In [1]:
# Fetch provides value to our user base through the rich variety of offers that are active in the app. 
#  We want our users to be able to easily seek out offers in the app, so that they get the most out of using the app and our partners get the most out of their relationship with Fetch.
# For this assignment, you will build a tool that allows users to intelligently search for offers via text input from the user.
# You will be provided with a dataset of offers and some associated metadata around the retailers and brands that are sponsoring the offer. 
# You will also be provided with a dataset of some brands that we support on our platform, and the categories that those products belong to.

# Acceptance Criteria
# If a user searches for a category (ex. diapers) the tool should return a list of offers that are relevant to that category.
# If a user searches for a brand (ex. Huggies) the tool should return a list of offers that are relevant to that brand.
# If a user searches for a retailer (ex. Target) the tool should return a list of offers that are relevant to that retailer.
# The tool should also return the score that was used to measure the similarity of the text input with each offer

# Feel free to make the deployment of this tool as sophisticated as you'd like, whether it's a simple command line tool, a web app, or something else entirely. 
#  We're looking for a tool that is easy to use and provides a good user experience.
# Your submission must include:
# A link to a Github repository containing your code
# A link to a hosted version of your tool (if applicable)
# A brief writeup of your approach to the problem, including any assumptions you made and any tradeoffs you considered
# Instructions on how to run your tool locally, if applicable

In [2]:
# IMPORTS
import texthero as hero # to get env to work, first pip install gensim = 3.8.1
import pandas as pd
pd.set_option('display.max_colwidth', 100) # want to be able to read the offers. 
import numpy as np
import tensorflow_hub as hub 

# Load pre-trained universal sentence encoder model 
embed = hub.load("https://tfhub.dev/google/universal-sentence-encoder/4") 

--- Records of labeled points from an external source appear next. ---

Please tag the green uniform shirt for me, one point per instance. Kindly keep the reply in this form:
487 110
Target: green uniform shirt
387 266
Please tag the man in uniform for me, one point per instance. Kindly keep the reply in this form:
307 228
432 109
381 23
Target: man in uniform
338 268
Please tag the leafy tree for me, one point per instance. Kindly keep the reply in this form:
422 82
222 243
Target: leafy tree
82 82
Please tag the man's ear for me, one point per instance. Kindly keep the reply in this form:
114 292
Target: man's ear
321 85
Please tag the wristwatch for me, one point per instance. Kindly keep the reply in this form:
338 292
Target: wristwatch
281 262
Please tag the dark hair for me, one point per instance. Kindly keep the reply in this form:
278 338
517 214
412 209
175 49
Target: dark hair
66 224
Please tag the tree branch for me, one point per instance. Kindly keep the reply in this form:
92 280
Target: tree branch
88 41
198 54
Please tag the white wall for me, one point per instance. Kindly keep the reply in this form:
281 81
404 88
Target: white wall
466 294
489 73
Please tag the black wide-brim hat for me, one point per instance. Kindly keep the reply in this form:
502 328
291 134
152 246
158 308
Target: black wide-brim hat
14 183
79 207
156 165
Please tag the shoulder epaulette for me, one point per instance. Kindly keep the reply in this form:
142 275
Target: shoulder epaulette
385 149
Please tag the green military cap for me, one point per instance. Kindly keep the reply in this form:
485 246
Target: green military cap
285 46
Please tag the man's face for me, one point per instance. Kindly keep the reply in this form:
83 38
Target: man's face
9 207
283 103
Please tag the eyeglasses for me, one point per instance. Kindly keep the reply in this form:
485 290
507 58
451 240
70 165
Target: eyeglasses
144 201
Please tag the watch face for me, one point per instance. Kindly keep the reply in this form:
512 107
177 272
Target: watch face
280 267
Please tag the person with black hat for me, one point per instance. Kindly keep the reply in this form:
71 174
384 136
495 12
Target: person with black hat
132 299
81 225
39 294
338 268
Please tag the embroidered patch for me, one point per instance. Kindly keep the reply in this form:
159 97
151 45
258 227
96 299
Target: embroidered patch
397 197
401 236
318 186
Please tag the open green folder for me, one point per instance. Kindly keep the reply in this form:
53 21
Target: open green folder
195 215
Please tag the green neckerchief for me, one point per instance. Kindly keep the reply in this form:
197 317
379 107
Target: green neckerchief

✔ Download and installation successful
You can now load the model via spacy.load('en_core_web_sm')


In [3]:
# READING IN DATA
df_offers = pd.read_csv("C:\\Users\\laura\\Desktop\\Career Prep\\Fetch\\DS_NLP_search_data\\offer_retailer.csv")
df_brand = pd.read_csv("C:\\Users\\laura\\Desktop\\Career Prep\\Fetch\\DS_NLP_search_data\\brand_category.csv")
df_categories = pd.read_csv("C:\\Users\\laura\\Desktop\\Career Prep\\Fetch\\DS_NLP_search_data\\categories.csv")

In [4]:
# checking overlap of categories before merge
s_cat = set(df_brand['BRAND_BELONGS_TO_CATEGORY'])
print(len(s_cat))
s_cat_prod = set(df_categories['PRODUCT_CATEGORY'])
print(len(s_cat_prod))
s_overlap = s_cat.intersection(s_cat_prod)
print(len(s_overlap))

118
118
118


In [5]:
df_interim = df_offers.merge(df_brand, on = 'BRAND')
df_categories = df_categories.rename(columns={'PRODUCT_CATEGORY':'BRAND_BELONGS_TO_CATEGORY'})
df_final = df_interim.merge(df_categories[['BRAND_BELONGS_TO_CATEGORY', 'IS_CHILD_CATEGORY_TO']], on = 'BRAND_BELONGS_TO_CATEGORY')
df_final
# Note, I wasn't able to figure out what the 'RECEIPTS' column means. 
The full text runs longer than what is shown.